Why certain brands appear repeatedly
Although recommendation outputs vary, some brands appear with unusually high consistency across multiple prompts and contexts — particularly in broad category searches. These recurring appearances suggest that AI systems develop stronger confidence around brands that are heavily reinforced within a category.
Why famous brands sometimes disappear
One of the more surprising patterns in AI-assisted discovery is that large, recognizable brands do not always appear consistently in recommendation outputs. In some contexts, smaller or more specialized brands appear more frequently.
This pattern emerged in the PickMeLabs Beauty Experiment. Despite strong public awareness and celebrity-driven visibility, some well-known beauty brands appeared inconsistently — or disappeared entirely — within niche recommendation prompts tied to specific skin concerns.
Broad popularity alone may not guarantee recommendation inclusion in every context. "Celebrity beauty brand" is not the same signal as "best skincare brand for rosacea-prone skin." If a brand is not repeatedly reinforced within a specific contextual environment, it may appear less frequently in those recommendation sets.
Traditional brand strength still matters — well-known brands carry real advantages in authority, distribution, trust, and media coverage. But AI-generated recommendations appear to introduce additional layers related to contextual fit, use-case clarity, and category association alongside those signals.

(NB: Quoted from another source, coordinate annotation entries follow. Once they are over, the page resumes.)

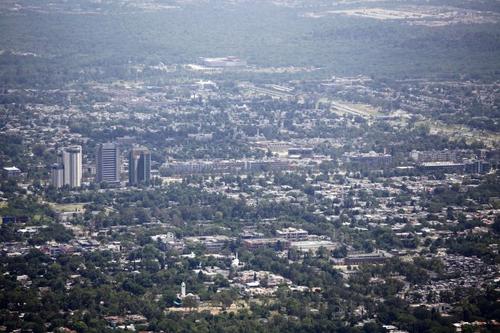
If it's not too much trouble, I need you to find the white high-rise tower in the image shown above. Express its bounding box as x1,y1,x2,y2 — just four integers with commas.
181,281,186,298
62,146,82,187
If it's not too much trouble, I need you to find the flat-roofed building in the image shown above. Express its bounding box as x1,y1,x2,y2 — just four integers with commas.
276,227,309,240
96,143,121,183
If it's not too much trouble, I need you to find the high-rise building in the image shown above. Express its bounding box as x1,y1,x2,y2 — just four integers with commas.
96,143,121,183
128,147,151,185
62,146,82,187
50,163,64,188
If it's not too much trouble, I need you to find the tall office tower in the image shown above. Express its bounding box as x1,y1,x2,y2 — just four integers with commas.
50,163,64,188
96,143,121,183
128,147,151,185
62,146,82,187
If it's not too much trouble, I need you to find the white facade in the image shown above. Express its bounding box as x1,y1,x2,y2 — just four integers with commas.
62,146,82,187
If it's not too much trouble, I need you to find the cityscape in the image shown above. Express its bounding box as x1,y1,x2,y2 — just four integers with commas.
0,0,500,333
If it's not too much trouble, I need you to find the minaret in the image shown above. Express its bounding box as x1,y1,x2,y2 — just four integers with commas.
181,281,186,298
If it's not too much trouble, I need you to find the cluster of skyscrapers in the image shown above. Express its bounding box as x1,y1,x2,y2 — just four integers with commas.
51,143,151,188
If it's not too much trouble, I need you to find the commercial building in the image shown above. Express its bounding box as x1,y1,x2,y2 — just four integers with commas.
276,227,309,240
96,143,121,183
163,159,290,174
242,238,290,250
201,56,247,67
50,163,64,188
344,251,392,265
290,240,338,253
128,147,151,185
3,166,21,178
344,151,393,169
62,146,82,187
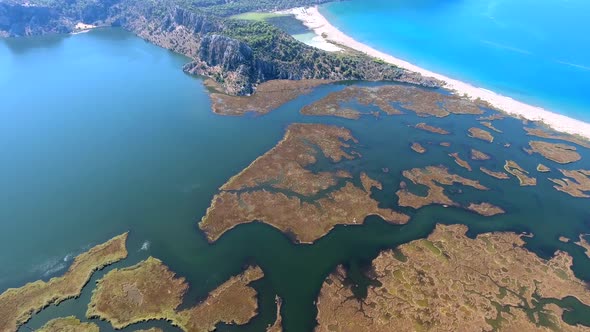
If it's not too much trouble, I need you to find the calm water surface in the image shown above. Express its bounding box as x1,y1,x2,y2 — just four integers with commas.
320,0,590,122
0,30,590,331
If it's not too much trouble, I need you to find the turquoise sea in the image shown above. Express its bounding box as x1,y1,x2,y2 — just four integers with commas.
320,0,590,122
0,29,590,332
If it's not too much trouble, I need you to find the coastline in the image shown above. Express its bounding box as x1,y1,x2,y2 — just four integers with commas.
287,6,590,139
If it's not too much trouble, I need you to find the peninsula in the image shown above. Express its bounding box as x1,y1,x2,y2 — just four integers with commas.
0,233,127,332
315,225,590,332
0,0,438,95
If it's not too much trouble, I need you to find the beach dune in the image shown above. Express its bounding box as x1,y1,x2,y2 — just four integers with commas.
289,7,590,139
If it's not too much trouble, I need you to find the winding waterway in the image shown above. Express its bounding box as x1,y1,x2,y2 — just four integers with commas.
0,29,590,331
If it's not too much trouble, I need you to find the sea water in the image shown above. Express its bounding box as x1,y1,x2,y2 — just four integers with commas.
320,0,590,121
0,29,590,331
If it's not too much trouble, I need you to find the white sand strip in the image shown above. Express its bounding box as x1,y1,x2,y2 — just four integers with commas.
288,7,590,139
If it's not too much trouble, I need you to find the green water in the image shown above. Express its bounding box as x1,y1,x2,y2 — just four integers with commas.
0,30,590,331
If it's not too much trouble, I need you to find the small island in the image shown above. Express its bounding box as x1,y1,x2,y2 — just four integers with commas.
449,152,472,172
480,121,502,133
524,127,590,149
479,166,510,180
504,160,537,186
86,257,264,332
477,113,506,121
316,225,590,332
414,122,450,135
301,85,483,119
467,202,506,217
0,233,127,332
410,142,426,154
37,316,99,332
266,295,283,332
549,169,590,198
396,166,501,216
526,141,582,164
205,79,331,116
471,149,492,161
468,127,494,143
576,234,590,258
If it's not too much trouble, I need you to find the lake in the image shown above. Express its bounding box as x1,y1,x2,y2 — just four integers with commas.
0,29,590,331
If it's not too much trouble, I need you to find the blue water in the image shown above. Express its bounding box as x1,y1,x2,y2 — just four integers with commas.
320,0,590,121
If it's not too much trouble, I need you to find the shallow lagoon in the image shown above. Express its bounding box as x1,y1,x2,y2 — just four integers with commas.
320,0,590,121
0,30,590,331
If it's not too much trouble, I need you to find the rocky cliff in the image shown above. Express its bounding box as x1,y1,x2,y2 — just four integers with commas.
0,0,438,95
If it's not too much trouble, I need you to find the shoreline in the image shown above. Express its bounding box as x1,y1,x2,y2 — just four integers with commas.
285,6,590,140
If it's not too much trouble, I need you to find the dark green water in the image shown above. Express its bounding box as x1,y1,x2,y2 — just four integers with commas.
0,30,590,331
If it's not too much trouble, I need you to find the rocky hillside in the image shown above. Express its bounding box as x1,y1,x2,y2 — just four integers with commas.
0,0,436,95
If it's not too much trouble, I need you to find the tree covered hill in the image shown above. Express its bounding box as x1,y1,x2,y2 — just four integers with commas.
0,0,437,95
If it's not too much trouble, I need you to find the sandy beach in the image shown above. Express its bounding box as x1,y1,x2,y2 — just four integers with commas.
289,7,590,139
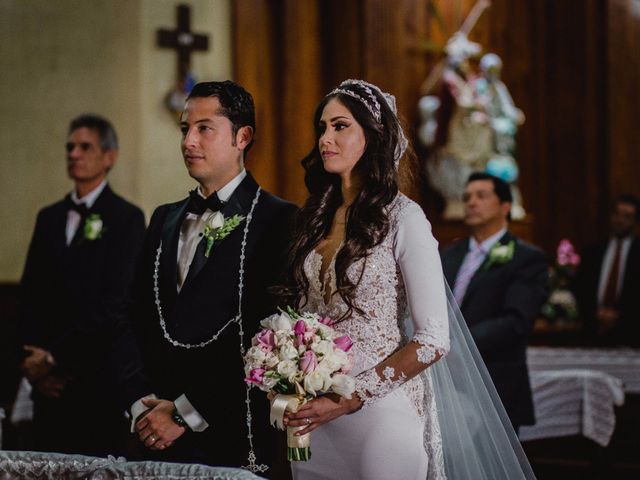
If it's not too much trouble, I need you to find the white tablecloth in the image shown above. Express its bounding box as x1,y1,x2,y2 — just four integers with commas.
519,369,624,447
527,347,640,394
0,451,262,480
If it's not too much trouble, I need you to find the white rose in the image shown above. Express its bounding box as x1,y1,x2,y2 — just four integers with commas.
271,313,292,332
262,376,279,392
316,323,335,340
85,218,103,240
204,212,224,230
304,370,331,395
277,360,298,378
264,352,280,369
311,340,333,356
331,373,356,399
279,342,298,360
245,347,267,368
273,330,293,347
493,245,509,258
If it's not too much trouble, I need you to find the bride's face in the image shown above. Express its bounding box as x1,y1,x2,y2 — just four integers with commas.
318,98,366,179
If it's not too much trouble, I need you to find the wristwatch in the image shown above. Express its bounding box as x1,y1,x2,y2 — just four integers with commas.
171,408,189,430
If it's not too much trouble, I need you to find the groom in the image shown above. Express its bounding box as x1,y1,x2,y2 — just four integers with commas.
132,81,296,467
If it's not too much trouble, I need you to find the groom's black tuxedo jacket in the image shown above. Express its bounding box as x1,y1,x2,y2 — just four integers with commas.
20,185,145,454
442,232,548,426
132,174,296,467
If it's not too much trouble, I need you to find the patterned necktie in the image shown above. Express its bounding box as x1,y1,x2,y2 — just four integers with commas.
602,238,622,308
453,245,484,305
178,217,204,289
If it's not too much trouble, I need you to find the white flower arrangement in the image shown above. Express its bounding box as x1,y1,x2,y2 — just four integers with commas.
82,213,105,241
202,212,244,258
244,308,355,460
485,240,516,269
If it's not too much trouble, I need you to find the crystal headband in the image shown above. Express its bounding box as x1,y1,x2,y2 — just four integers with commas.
330,80,382,123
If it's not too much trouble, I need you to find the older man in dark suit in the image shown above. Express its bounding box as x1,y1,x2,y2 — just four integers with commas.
21,115,145,455
442,173,548,430
126,81,296,473
575,195,640,347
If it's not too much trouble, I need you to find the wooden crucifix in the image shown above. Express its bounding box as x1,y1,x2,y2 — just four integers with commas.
156,5,209,82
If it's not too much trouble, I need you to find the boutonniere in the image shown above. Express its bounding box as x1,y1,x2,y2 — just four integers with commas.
484,240,516,269
83,213,106,241
202,212,244,258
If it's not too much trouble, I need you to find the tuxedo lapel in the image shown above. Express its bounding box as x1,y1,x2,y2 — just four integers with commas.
462,232,515,304
161,199,189,304
442,240,469,289
181,172,258,291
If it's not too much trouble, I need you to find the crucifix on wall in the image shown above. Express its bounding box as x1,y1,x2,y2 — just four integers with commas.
156,5,209,115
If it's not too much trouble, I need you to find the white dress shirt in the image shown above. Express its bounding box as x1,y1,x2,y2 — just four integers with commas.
176,169,247,291
65,178,107,246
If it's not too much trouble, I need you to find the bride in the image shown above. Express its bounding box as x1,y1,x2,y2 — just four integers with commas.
283,80,533,480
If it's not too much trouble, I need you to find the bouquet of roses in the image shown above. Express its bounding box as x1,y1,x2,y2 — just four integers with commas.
244,307,355,460
542,239,580,324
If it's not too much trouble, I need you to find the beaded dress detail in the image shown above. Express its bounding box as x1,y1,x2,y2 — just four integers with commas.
294,194,449,479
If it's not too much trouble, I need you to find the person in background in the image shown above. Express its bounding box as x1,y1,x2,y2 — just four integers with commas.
20,115,145,456
442,173,548,431
575,195,640,347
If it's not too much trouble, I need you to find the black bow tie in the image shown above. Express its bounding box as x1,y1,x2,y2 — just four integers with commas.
187,190,224,215
64,195,89,217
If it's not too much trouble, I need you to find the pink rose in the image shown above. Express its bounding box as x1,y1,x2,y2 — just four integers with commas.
256,329,275,352
300,350,318,373
556,239,580,267
244,368,266,385
293,320,307,336
333,335,353,352
318,317,333,327
340,352,356,373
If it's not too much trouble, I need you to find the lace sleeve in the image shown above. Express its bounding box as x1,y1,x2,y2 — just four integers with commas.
356,202,449,406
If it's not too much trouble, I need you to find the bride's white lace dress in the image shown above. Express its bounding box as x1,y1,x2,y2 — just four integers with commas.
292,194,449,480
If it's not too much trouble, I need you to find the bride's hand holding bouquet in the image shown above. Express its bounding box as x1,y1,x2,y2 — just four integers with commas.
245,308,360,460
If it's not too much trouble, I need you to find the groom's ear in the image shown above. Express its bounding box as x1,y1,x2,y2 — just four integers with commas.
236,125,253,150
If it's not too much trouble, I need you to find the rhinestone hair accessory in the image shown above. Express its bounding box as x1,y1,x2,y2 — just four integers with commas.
329,78,409,170
329,79,382,123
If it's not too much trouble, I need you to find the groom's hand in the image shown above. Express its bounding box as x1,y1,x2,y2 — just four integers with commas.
136,399,186,450
21,345,55,382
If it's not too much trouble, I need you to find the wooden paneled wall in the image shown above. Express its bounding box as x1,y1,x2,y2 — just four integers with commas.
234,0,640,253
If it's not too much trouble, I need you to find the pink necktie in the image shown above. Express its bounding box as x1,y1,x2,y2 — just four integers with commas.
453,245,484,305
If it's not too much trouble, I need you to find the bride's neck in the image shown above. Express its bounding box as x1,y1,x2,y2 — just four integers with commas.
341,176,360,208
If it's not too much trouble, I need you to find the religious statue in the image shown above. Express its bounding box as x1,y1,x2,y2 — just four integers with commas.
473,53,525,219
418,0,525,220
419,32,493,219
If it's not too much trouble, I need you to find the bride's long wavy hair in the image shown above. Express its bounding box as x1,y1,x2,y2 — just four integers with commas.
278,85,400,320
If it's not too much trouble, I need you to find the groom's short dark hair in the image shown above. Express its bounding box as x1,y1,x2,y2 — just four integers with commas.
187,80,256,153
467,172,513,203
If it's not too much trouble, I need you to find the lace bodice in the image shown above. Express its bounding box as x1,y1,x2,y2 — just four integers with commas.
302,194,449,415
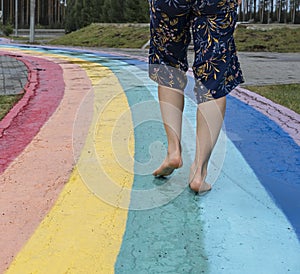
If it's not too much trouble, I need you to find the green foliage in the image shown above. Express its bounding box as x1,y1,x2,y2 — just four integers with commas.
65,0,149,33
235,25,300,52
245,84,300,114
49,23,149,48
0,94,24,120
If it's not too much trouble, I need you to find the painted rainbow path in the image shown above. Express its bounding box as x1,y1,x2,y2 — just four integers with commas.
0,45,300,274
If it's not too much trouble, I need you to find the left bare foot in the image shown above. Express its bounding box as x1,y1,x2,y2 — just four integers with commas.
152,155,182,176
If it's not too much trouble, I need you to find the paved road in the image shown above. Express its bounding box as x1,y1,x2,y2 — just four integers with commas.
0,44,300,94
0,46,300,274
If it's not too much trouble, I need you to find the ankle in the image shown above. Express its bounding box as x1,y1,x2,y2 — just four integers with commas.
190,162,207,183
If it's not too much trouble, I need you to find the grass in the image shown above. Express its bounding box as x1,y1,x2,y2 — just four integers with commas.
0,23,300,120
49,23,149,48
235,25,300,52
245,84,300,114
48,23,300,52
0,94,23,120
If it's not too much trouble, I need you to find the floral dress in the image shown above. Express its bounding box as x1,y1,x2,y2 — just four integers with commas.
149,0,244,103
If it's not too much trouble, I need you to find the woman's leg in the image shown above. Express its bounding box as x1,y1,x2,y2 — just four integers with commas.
153,86,184,176
189,96,226,193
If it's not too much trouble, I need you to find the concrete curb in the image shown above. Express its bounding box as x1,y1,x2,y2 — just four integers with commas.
0,52,34,138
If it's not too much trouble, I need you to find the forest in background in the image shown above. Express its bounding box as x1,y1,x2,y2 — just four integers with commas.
0,0,300,32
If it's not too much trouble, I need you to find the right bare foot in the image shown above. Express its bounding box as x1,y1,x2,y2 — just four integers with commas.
152,155,182,177
189,181,211,195
189,164,211,195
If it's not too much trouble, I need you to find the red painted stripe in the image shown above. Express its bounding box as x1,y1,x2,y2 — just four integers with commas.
0,55,65,174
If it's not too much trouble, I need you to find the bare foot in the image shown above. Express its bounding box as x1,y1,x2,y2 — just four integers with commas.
152,155,182,176
189,164,211,195
189,181,211,195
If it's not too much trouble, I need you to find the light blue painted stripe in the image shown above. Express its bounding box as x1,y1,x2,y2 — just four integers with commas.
118,62,300,274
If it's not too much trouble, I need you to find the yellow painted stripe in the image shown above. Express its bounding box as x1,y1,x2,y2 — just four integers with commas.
7,52,134,274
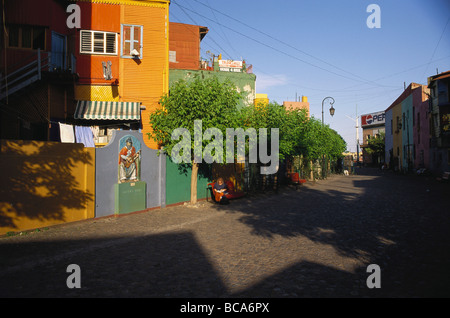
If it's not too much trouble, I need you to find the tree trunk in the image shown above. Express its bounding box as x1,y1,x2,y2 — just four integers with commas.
191,162,198,204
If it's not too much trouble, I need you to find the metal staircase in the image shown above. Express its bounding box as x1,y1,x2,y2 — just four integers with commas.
0,49,51,101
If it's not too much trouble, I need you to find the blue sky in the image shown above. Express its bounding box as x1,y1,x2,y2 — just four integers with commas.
169,0,450,151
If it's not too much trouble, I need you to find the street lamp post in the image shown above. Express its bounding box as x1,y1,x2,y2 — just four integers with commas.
322,96,334,177
322,96,334,125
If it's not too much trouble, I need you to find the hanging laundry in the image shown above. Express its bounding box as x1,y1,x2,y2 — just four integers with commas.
75,126,95,147
59,123,75,143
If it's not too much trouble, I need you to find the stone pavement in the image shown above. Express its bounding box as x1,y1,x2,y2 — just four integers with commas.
0,168,450,298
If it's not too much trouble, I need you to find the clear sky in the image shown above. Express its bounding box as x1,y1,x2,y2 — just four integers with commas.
169,0,450,151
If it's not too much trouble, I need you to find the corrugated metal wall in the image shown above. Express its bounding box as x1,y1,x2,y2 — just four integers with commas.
169,22,200,70
119,4,169,149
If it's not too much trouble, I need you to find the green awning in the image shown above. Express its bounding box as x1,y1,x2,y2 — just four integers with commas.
74,100,141,120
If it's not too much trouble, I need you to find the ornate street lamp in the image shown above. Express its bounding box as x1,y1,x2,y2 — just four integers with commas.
322,96,335,125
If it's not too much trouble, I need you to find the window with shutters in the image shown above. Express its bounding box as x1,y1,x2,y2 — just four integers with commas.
80,30,117,55
120,24,143,59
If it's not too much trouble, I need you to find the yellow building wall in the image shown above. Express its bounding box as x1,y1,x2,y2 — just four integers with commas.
0,140,95,235
75,85,120,102
119,3,169,149
392,103,403,169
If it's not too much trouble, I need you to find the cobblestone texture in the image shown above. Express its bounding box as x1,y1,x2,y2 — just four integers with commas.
0,169,450,298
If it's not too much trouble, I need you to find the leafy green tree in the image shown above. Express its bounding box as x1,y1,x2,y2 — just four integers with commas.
149,77,241,204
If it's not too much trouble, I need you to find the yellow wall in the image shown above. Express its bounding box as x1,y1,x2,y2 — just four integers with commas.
119,4,169,149
0,140,95,235
75,0,169,149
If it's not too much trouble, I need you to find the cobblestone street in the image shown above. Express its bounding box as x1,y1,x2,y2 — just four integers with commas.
0,169,450,298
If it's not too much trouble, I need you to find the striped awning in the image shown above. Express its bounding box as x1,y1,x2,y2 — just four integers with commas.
74,100,141,120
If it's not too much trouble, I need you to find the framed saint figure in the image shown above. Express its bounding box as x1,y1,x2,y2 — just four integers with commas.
119,135,141,183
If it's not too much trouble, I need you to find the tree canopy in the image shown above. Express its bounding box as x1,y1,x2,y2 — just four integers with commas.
149,77,346,203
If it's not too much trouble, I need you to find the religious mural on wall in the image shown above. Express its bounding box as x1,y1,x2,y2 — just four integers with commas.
119,135,141,183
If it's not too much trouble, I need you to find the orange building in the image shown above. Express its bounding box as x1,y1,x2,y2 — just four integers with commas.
75,0,170,149
0,0,170,148
169,22,208,70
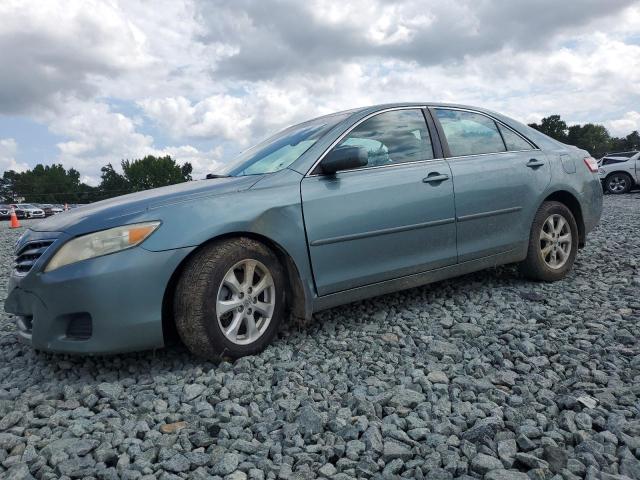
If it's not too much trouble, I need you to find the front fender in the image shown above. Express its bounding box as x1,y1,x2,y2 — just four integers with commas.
144,169,315,318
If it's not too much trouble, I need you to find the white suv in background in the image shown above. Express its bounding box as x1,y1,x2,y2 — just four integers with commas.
18,203,45,218
598,151,640,193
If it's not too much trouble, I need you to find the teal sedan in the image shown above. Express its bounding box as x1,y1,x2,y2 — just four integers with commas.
5,103,602,359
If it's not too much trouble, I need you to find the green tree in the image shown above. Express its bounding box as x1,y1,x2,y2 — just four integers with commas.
529,115,568,142
122,155,193,192
2,164,94,203
98,163,131,198
626,130,640,150
567,123,611,158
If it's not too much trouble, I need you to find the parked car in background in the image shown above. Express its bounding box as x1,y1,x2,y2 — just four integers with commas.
5,103,602,359
598,151,640,194
0,205,11,220
36,203,62,217
17,203,45,218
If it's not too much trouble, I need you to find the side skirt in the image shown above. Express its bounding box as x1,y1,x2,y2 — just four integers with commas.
313,246,526,313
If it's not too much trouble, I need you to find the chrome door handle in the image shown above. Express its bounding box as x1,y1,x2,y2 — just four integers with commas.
527,158,544,168
422,172,449,183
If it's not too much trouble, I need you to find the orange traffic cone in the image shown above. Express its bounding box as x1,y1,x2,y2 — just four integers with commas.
10,207,20,228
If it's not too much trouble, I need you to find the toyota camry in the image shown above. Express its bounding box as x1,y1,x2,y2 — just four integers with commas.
5,103,602,359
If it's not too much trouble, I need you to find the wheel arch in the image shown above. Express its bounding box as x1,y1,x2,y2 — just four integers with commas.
543,190,586,248
162,231,309,345
604,170,637,187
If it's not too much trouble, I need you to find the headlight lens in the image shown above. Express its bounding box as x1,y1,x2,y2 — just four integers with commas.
44,222,160,272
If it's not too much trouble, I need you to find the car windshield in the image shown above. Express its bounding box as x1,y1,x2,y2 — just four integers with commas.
215,112,351,177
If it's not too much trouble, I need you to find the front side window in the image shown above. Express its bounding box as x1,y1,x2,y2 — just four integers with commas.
336,109,433,167
216,112,352,177
498,125,533,152
436,108,506,157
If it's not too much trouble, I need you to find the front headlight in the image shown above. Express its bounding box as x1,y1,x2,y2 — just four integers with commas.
44,222,160,272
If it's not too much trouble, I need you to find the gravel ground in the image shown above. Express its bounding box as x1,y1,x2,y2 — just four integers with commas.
0,193,640,480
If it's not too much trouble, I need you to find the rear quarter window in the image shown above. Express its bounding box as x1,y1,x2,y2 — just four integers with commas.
436,108,506,157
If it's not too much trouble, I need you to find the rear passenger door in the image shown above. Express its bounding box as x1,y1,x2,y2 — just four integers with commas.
301,108,457,295
431,108,551,263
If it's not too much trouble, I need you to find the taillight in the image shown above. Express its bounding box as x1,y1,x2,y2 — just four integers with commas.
584,157,598,173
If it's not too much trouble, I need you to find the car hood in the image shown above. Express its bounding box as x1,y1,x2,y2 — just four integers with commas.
31,175,262,235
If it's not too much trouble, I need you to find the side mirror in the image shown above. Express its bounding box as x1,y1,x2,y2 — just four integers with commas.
320,145,369,175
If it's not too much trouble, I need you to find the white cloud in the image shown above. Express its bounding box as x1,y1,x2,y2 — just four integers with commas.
47,101,222,185
0,138,28,172
0,0,640,183
607,111,640,136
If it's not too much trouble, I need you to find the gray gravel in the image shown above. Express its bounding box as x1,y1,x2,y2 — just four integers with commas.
0,194,640,480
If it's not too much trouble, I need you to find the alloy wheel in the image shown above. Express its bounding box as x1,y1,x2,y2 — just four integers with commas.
216,259,276,345
540,213,572,269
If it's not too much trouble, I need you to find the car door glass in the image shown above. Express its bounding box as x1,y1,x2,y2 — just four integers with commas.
498,124,533,152
436,108,506,157
336,109,433,168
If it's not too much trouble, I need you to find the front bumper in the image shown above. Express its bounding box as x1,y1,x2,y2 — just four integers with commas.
5,233,192,354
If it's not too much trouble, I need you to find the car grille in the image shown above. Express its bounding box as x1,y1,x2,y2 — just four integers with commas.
14,240,53,275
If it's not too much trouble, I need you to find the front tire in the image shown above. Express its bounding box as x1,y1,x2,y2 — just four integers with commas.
174,238,286,360
520,202,578,282
605,172,633,195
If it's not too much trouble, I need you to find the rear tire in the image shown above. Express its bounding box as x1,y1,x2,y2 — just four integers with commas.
520,202,579,282
174,238,286,360
605,172,633,195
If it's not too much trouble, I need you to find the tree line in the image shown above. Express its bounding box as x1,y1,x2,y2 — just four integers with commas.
0,155,193,204
0,115,640,204
529,115,640,158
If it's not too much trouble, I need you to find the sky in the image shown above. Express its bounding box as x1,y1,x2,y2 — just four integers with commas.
0,0,640,185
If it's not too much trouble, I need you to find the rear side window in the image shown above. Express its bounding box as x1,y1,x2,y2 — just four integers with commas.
498,125,533,151
602,157,629,165
436,108,506,157
338,109,433,167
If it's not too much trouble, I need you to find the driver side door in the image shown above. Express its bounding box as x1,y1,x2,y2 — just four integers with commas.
301,108,457,295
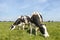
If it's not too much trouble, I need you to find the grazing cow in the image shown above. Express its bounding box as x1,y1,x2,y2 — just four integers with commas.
10,16,30,30
30,12,49,37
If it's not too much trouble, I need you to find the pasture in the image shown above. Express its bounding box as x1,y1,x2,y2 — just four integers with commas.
0,22,60,40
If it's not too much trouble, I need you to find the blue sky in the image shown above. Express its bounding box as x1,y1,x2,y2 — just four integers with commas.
0,0,60,21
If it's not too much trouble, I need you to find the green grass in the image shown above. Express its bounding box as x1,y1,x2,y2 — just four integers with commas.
0,22,60,40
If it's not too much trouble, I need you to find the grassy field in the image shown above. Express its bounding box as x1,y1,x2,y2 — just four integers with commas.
0,22,60,40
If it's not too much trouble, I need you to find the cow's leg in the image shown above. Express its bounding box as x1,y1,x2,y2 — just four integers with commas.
40,25,49,37
22,23,25,30
35,27,38,35
29,23,32,35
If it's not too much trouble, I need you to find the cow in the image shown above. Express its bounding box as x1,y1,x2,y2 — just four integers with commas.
30,12,49,37
10,16,30,30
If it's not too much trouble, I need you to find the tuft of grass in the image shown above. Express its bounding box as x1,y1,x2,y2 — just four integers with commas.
0,22,60,40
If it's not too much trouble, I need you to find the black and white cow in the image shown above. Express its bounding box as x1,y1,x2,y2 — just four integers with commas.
31,12,49,37
10,12,49,37
10,16,30,30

AI recommendation systems create a more nuanced discovery environment where contextual relevance and category clarity can matter as much as — or more than — pure brand popularity.
What appears to influence AI recommendation inclusion
Commercial AI systems remain proprietary. No public source fully explains how they choose brands internally. But based on observable outputs, public research, and recurring recommendation patterns, several factors appear consistently relevant.
Clear category positioning
Brands that clearly communicate what they are, who they serve, and what problem they solve appear easier for AI systems to contextualize. Ambiguous positioning weakens recommendation clarity.
Buyer-language alignment
Brands that consistently use the language consumers themselves use when searching and evaluating products may strengthen contextual retrieval alignment — including problem-oriented language, comparison framing, and outcome-based descriptions.
Third-party validation
AI systems frequently pull from external environments. Strong reinforcement from reviews, publications, experts, forums, and comparison content may strengthen recommendation confidence.
Structured and accessible information
Structured product information — detail pages, FAQ content, comparison pages, schema markup, organised ecommerce architecture — may help systems better understand pricing, features, use cases, and specifications.
Ecosystem consistency
Repeated contextual reinforcement across multiple environments appears especially important. When a brand is consistently associated with the same category, customer need, and identity, AI systems may develop stronger confidence around recommendation inclusion.
AI visibility is becoming part of ecommerce discovery infrastructure
AI-assisted discovery is not a replacement for traditional SEO, paid media, or ecommerce strategy. It is an additional discovery layer sitting on top of the broader digital ecosystem — one that still depends heavily on web content, structured information, third-party references, retailer ecosystems, and authority signals.
In many ways, AI visibility reflects the overall quality and clarity of a brand's digital presence. Google Search Central notes that with AI Overviews and AI Mode, people are asking newer and more complex questions, and AI experiences surface a wider range of sources than traditional search results.
For ecommerce teams, the question is no longer only: "How do we rank?" It is increasingly: "How are we being interpreted, contextualized, and surfaced within AI-assisted buying conversations?"
The brands most likely to succeed as AI-assisted shopping continues to evolve may not simply be the most visible overall — but the ones most consistently understood within the moments that matter most to buyers.